その様子はとても微笑ましいのだが、一つだけ微笑ましくない物があった。
「このべっちょべちょなのは……」
「ショートケーキ」
「いちごは……」
「上に乗せただけだから先に食べてた」
「間に挟んだりはしてないんですね。それはいいですけど、このぺしゃんこなのがスポンジ?」
「溶けたクリーム吸ってたから押し出したらこうなった」
「へー……」
棗に夢中な葵ですら思わず黙る汚さだった。
溶けきっていたり妙に固まっていたりする生クリームの表面には何やら焦げ跡がついている。いちごを挟む努力はしたようで、スポンジを横に切った形跡があるが、それもガタガタでぼろぼろと崩れていた。
とてもじゃないが、独り占めしたい仕上がりではない。けれどそれすらも嬉しいというのは笑顔で食べ続ける写真が物語っていた。

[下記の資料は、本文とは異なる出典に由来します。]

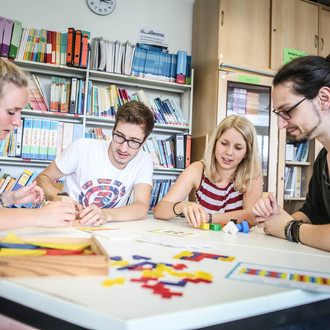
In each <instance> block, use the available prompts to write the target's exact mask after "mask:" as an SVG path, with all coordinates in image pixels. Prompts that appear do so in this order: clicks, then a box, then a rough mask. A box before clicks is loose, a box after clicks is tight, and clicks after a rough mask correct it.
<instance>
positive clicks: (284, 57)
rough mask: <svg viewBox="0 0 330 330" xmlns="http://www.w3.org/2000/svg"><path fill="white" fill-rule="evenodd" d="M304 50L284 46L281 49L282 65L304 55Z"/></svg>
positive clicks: (283, 64) (305, 54) (285, 63)
mask: <svg viewBox="0 0 330 330" xmlns="http://www.w3.org/2000/svg"><path fill="white" fill-rule="evenodd" d="M306 55H307V54H306V52H302V51H301V50H296V49H291V48H285V47H284V51H283V65H284V64H286V63H289V62H291V61H292V60H294V59H295V58H298V57H303V56H306Z"/></svg>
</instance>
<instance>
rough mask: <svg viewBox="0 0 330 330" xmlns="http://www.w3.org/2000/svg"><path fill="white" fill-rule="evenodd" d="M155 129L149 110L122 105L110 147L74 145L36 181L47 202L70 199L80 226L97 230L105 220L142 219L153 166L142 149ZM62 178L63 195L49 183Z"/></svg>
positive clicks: (151, 179) (79, 144) (77, 141)
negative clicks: (74, 202)
mask: <svg viewBox="0 0 330 330" xmlns="http://www.w3.org/2000/svg"><path fill="white" fill-rule="evenodd" d="M153 127H154V115H153V113H152V111H151V110H150V109H149V108H148V107H147V106H145V105H144V104H143V103H141V102H137V101H130V102H128V103H125V104H123V105H122V106H121V107H120V108H119V109H118V112H117V114H116V120H115V124H114V127H113V130H112V141H111V142H110V141H103V140H95V139H79V140H77V141H75V142H73V143H72V144H71V145H70V146H69V147H68V148H67V149H65V150H64V151H63V152H62V153H61V154H60V155H59V156H58V157H57V158H56V159H55V160H54V161H53V162H52V163H51V164H50V165H49V166H48V167H47V168H46V169H45V170H44V171H43V172H41V173H40V174H39V175H38V177H37V178H36V181H37V183H38V185H40V187H41V188H43V190H44V192H45V197H46V198H47V199H48V200H52V199H54V196H57V195H68V196H70V197H72V198H73V200H74V201H75V205H76V209H77V217H79V218H81V220H80V223H81V224H85V225H94V226H98V225H101V224H103V223H106V222H109V221H122V220H138V219H144V218H145V217H146V216H147V214H148V208H149V201H150V194H151V189H152V174H153V162H152V159H151V157H150V155H149V154H148V153H146V152H145V151H143V150H141V148H142V146H143V145H144V144H145V143H146V141H147V138H148V136H149V135H150V133H151V131H152V129H153ZM64 176H65V177H66V179H65V184H64V190H63V191H64V194H63V193H62V192H61V191H59V190H58V188H56V187H55V185H54V184H53V183H54V181H55V180H58V179H60V178H62V177H64ZM133 192H134V194H133ZM78 201H79V202H78Z"/></svg>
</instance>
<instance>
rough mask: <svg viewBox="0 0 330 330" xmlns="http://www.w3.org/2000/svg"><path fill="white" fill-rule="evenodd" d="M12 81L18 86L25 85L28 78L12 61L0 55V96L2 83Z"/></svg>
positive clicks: (14, 84)
mask: <svg viewBox="0 0 330 330" xmlns="http://www.w3.org/2000/svg"><path fill="white" fill-rule="evenodd" d="M5 82H7V83H12V84H14V85H16V86H18V87H27V86H28V80H27V77H26V75H25V73H24V72H23V71H22V70H21V69H20V68H19V67H18V66H17V65H15V64H14V63H12V62H10V61H9V60H5V59H3V58H1V57H0V98H1V97H2V90H3V86H4V83H5Z"/></svg>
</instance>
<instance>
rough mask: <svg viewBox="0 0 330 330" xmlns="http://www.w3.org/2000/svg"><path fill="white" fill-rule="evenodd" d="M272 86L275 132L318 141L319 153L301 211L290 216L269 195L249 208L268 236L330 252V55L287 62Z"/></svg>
mask: <svg viewBox="0 0 330 330" xmlns="http://www.w3.org/2000/svg"><path fill="white" fill-rule="evenodd" d="M273 85H274V89H273V104H274V110H273V112H274V113H275V114H276V115H277V116H278V122H277V124H278V127H279V129H283V128H285V129H286V130H287V132H288V133H289V134H290V135H292V136H293V137H294V138H295V139H296V140H297V141H298V142H305V141H307V140H312V139H317V140H318V141H319V142H320V143H321V144H322V145H323V149H322V150H321V151H320V153H319V155H318V157H317V159H316V161H315V163H314V167H313V175H312V178H311V180H310V183H309V190H308V194H307V197H306V201H305V203H304V205H303V206H302V208H301V209H300V210H299V211H298V212H296V213H294V214H292V215H289V214H288V213H287V212H285V211H284V210H283V209H281V208H280V207H279V206H278V205H277V202H276V200H275V198H274V196H273V195H272V194H269V196H268V197H267V198H263V199H261V200H259V201H258V203H257V204H256V205H255V206H254V208H253V212H254V214H255V216H256V221H257V223H258V227H261V228H264V231H265V233H266V234H269V235H272V236H276V237H280V238H286V239H288V240H289V241H293V242H297V243H298V242H300V243H303V244H306V245H309V246H312V247H315V248H319V249H323V250H326V251H330V153H329V151H330V54H329V55H328V56H327V57H326V58H323V57H321V56H306V57H302V58H298V59H295V60H293V61H291V62H290V63H288V64H286V65H284V66H283V67H282V68H281V69H280V70H279V71H278V73H277V74H276V76H275V77H274V81H273Z"/></svg>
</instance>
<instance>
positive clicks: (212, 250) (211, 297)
mask: <svg viewBox="0 0 330 330" xmlns="http://www.w3.org/2000/svg"><path fill="white" fill-rule="evenodd" d="M108 226H109V227H115V228H122V229H123V230H125V231H129V232H131V233H134V234H135V235H136V236H137V237H140V238H141V237H151V238H153V239H158V240H159V241H162V242H164V239H165V240H167V241H169V240H170V241H171V242H172V244H173V245H180V246H181V248H179V247H171V246H164V245H160V244H153V243H146V242H139V241H137V240H136V239H135V238H130V239H129V238H127V239H116V240H113V239H106V238H99V240H100V242H101V243H102V245H103V246H104V248H105V249H106V250H107V252H108V254H109V256H121V257H122V258H123V259H124V260H129V261H131V262H133V259H132V255H140V256H145V257H151V258H152V260H150V261H152V262H156V263H169V264H178V263H184V264H186V265H187V266H188V268H187V269H186V271H187V272H190V273H191V272H194V271H197V270H200V271H205V272H209V273H211V274H212V275H213V280H212V281H213V282H212V283H210V284H208V283H198V284H193V283H188V284H187V285H186V287H184V288H176V287H171V290H172V291H181V292H183V296H182V297H172V298H171V299H164V298H162V297H160V296H159V295H156V294H153V293H152V292H151V290H150V289H145V288H141V284H140V283H136V282H131V281H130V280H129V279H130V278H137V277H141V273H139V274H137V273H136V272H134V271H119V270H118V269H117V268H118V267H114V266H111V267H110V272H109V276H104V277H74V278H42V277H39V278H3V279H0V296H1V297H2V298H5V299H8V300H11V301H14V302H17V303H20V304H22V305H24V306H28V307H31V308H33V309H35V310H38V311H40V312H44V313H46V314H49V315H52V316H54V317H56V318H59V319H62V320H65V321H67V322H70V323H73V324H76V325H79V326H82V327H85V328H90V329H110V328H111V329H116V330H117V329H143V330H146V329H155V328H156V329H157V330H161V329H187V328H199V327H206V326H210V325H215V324H221V323H225V322H230V321H235V320H239V319H243V318H248V317H251V316H256V315H261V314H265V313H271V312H274V311H278V310H282V309H286V308H290V307H293V306H299V305H304V304H309V303H313V302H317V301H321V300H325V299H329V298H330V294H326V293H318V292H311V291H305V290H300V289H291V288H284V287H278V286H270V285H265V284H259V283H250V282H243V281H237V280H232V279H228V278H226V276H227V274H228V273H229V272H230V271H231V270H232V269H233V268H234V266H235V265H236V264H237V263H238V262H240V261H241V262H251V263H257V264H264V265H273V266H280V267H289V268H297V269H308V270H314V271H318V272H328V273H329V272H330V253H328V252H325V251H321V250H317V249H313V248H310V247H307V246H304V245H301V244H295V243H290V242H288V241H286V240H283V239H277V238H273V237H270V236H267V235H264V234H263V233H261V232H260V231H258V230H257V229H256V228H255V229H254V230H252V231H251V232H250V233H248V234H243V233H238V234H235V235H230V234H224V233H223V232H222V231H221V232H214V231H204V230H202V229H195V228H192V227H190V226H189V225H188V224H187V223H185V222H183V220H182V219H177V221H161V220H154V219H151V218H150V219H147V220H140V221H133V222H123V223H112V224H108ZM159 229H168V230H173V231H182V232H185V233H187V232H191V233H193V235H195V236H194V237H190V238H178V237H173V236H167V235H161V234H157V233H151V232H149V231H151V230H159ZM14 232H15V234H16V235H18V236H20V237H23V236H34V237H36V236H39V235H40V236H45V235H48V236H49V237H87V236H88V235H90V234H88V233H85V232H83V231H80V230H77V229H76V228H68V229H36V228H26V229H20V230H16V231H14ZM6 234H7V232H0V236H5V235H6ZM187 245H189V246H191V245H195V246H197V247H196V249H190V250H191V251H199V252H205V253H212V254H221V255H227V256H234V257H236V259H235V260H234V261H233V262H223V261H218V260H213V259H204V260H202V261H200V262H194V261H185V260H178V259H173V257H174V256H175V255H177V254H179V253H180V252H181V251H184V250H187V248H185V247H186V246H187ZM141 261H143V260H135V261H134V262H135V263H138V262H141ZM118 277H125V278H126V279H127V280H126V282H125V283H124V284H123V285H113V286H112V287H104V286H102V283H103V281H104V280H105V279H107V278H112V279H114V278H118ZM177 280H178V281H179V280H180V279H179V278H177ZM0 312H1V311H0Z"/></svg>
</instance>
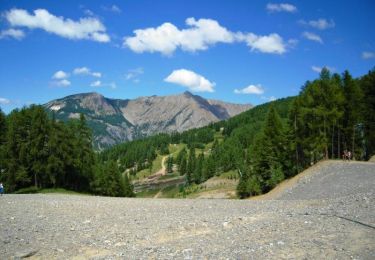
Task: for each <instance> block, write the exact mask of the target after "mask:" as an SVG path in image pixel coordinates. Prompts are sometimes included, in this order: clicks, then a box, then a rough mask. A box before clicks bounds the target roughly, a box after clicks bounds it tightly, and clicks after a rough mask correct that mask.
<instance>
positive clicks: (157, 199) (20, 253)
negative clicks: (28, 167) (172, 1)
mask: <svg viewBox="0 0 375 260" xmlns="http://www.w3.org/2000/svg"><path fill="white" fill-rule="evenodd" d="M374 185H375V164H373V163H355V162H351V163H346V164H344V163H342V162H338V163H336V162H329V163H324V164H322V165H321V166H320V167H316V168H315V170H314V172H310V173H309V174H308V175H306V176H304V177H303V178H301V179H299V181H298V182H296V184H295V185H294V186H293V187H289V188H288V189H286V190H285V191H283V192H281V193H280V194H278V196H277V198H275V199H272V200H254V201H252V200H243V201H240V200H187V199H173V200H168V199H137V198H136V199H128V198H106V197H95V196H74V195H4V196H2V197H0V208H1V214H0V258H1V259H17V258H22V257H30V259H375V201H374V200H375V191H374Z"/></svg>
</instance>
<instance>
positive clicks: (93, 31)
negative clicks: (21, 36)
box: [4, 9, 110, 42]
mask: <svg viewBox="0 0 375 260" xmlns="http://www.w3.org/2000/svg"><path fill="white" fill-rule="evenodd" d="M4 17H5V19H6V20H7V21H8V22H9V23H10V25H11V26H13V27H27V28H29V29H42V30H44V31H46V32H49V33H53V34H56V35H58V36H61V37H64V38H68V39H74V40H78V39H87V40H93V41H97V42H109V41H110V37H109V36H108V34H106V28H105V26H104V25H103V24H102V23H101V22H100V21H99V20H98V19H96V18H93V17H88V18H81V19H79V21H73V20H71V19H65V18H64V17H62V16H59V17H58V16H55V15H53V14H50V13H49V12H48V11H47V10H45V9H36V10H34V12H33V13H31V14H30V13H29V12H28V11H26V10H24V9H11V10H10V11H7V12H5V15H4Z"/></svg>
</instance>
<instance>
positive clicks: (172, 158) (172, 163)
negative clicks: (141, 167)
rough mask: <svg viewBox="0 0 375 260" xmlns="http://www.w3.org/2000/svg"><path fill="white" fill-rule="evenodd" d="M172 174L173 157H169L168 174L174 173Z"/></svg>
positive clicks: (167, 159)
mask: <svg viewBox="0 0 375 260" xmlns="http://www.w3.org/2000/svg"><path fill="white" fill-rule="evenodd" d="M172 172H173V157H172V156H171V155H169V156H168V159H167V173H172Z"/></svg>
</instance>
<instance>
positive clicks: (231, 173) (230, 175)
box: [217, 170, 240, 180]
mask: <svg viewBox="0 0 375 260" xmlns="http://www.w3.org/2000/svg"><path fill="white" fill-rule="evenodd" d="M217 177H218V178H220V179H229V180H233V179H234V180H237V179H239V178H240V176H239V174H238V171H236V170H232V171H229V172H224V173H222V174H220V175H219V176H217Z"/></svg>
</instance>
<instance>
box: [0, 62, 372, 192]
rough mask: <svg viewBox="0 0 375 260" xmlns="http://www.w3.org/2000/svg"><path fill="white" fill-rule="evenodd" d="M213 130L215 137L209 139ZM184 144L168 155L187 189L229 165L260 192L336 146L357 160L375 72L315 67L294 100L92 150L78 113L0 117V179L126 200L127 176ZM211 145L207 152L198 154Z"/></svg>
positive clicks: (367, 110)
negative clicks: (121, 196) (318, 69)
mask: <svg viewBox="0 0 375 260" xmlns="http://www.w3.org/2000/svg"><path fill="white" fill-rule="evenodd" d="M216 134H220V136H221V137H222V138H220V139H218V138H215V135H216ZM178 143H185V144H186V148H185V149H183V150H182V151H180V152H179V154H178V155H177V157H176V158H175V159H174V158H173V157H172V156H169V157H168V160H167V171H168V172H172V171H173V169H174V167H173V165H176V167H177V169H178V172H179V173H180V174H181V175H184V176H185V177H186V185H191V184H194V183H195V184H199V183H202V182H204V181H205V180H207V179H209V178H211V177H213V176H215V175H220V174H222V173H224V172H228V171H231V170H234V171H237V172H238V175H239V184H238V186H237V193H238V195H239V197H241V198H245V197H248V196H253V195H257V194H261V193H265V192H267V191H269V190H270V189H272V188H273V187H275V186H276V185H277V184H278V183H279V182H281V181H282V180H284V179H285V178H289V177H291V176H294V175H296V174H297V173H299V172H300V171H302V170H304V169H305V168H307V167H309V166H310V165H311V164H314V163H316V162H317V161H319V160H322V159H328V158H340V157H341V155H342V153H343V151H344V150H350V151H352V153H353V155H354V158H355V159H357V160H366V159H368V158H369V157H370V156H371V155H373V154H375V70H371V71H369V73H368V74H366V75H364V76H363V77H360V78H353V77H352V76H351V75H350V73H349V72H348V71H345V72H344V73H343V74H342V75H339V74H333V75H332V74H331V73H330V72H329V71H328V70H327V69H323V70H322V72H321V74H320V77H319V78H318V79H316V80H313V81H308V82H306V83H305V84H304V85H303V86H302V88H301V91H300V93H299V95H298V96H296V97H290V98H284V99H280V100H276V101H274V102H270V103H266V104H263V105H260V106H256V107H254V108H252V109H250V110H248V111H246V112H244V113H241V114H240V115H237V116H235V117H233V118H230V119H228V120H224V121H220V122H217V123H212V124H210V125H208V126H206V127H202V128H198V129H192V130H188V131H185V132H183V133H178V132H174V133H171V134H158V135H155V136H152V137H148V138H145V139H141V140H136V141H133V142H128V143H123V144H119V145H116V146H114V147H112V148H109V149H107V150H104V151H102V152H100V153H96V152H94V150H93V149H92V137H91V132H90V130H89V128H88V127H87V125H86V122H85V118H84V116H81V118H80V119H79V120H69V121H68V122H65V123H64V122H60V121H59V122H57V121H56V120H54V118H53V116H52V118H49V117H48V116H47V114H46V113H45V111H44V109H43V107H40V106H31V107H29V108H23V109H21V110H14V111H12V112H11V113H10V114H9V115H8V116H5V115H4V114H3V113H0V164H1V166H0V171H1V175H0V180H1V181H3V182H5V184H6V186H7V187H8V189H9V190H10V191H14V190H17V189H20V188H24V187H28V186H31V185H33V186H35V187H39V188H44V187H63V188H67V189H73V190H79V191H88V192H92V193H95V194H101V195H108V196H133V195H134V193H133V192H132V185H131V180H130V179H129V178H131V175H130V176H128V174H124V172H130V173H132V174H136V173H137V172H138V171H140V170H142V169H145V168H150V169H151V168H152V161H153V160H154V159H155V158H156V156H157V154H161V155H168V154H169V150H168V146H169V144H178ZM207 144H210V149H209V150H208V151H206V152H205V153H204V152H197V151H199V150H198V149H197V148H199V149H200V150H202V151H203V150H204V149H203V148H205V147H206V146H207Z"/></svg>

しかし棗は大きなため息を吐いて、見るとがっくりと肩を落としていた。
「毎年これだから今年は買おうと思って。オーダーなら限定品だしいいかなって」
「は⁉ そんな理由で買うんですか⁉ ダメですよ!」
「え? 何で?」
「何で⁉ それこそ何でですよ! 絶対ガッカリしますよ! 美味しくても美味しくなくても、先輩が作ってくれるのが嬉しいんですって! 綺麗なのが良いなら練習しましょうよ! 私お菓子作り得意だから教えます! 簡単に作れる可愛いケーキなら私ちょうど良い案があ――っと、すみません」
葵は見当はずれな事を言う棗に呆れて思わず立ち上がり熱弁した。
その勢いには棗も驚いたようで目を見開いて固まっていて、その視線に気付いて葵はようやく我に返ってそっと座り直した。
棗はばたばたと一人で慌ただしい葵にぷっと吹き出し声を上げて笑った。
「そんなに笑わないで下さいよ」
「だって、そんな勢いで怒られると思ってなかったから」
「先輩が馬鹿な事言うからですよ」
「……そうだよな。うん。じゃあ教えてくれる?」
「はい! もちろん!」
ありがと、と棗は恥ずかしそうに笑った。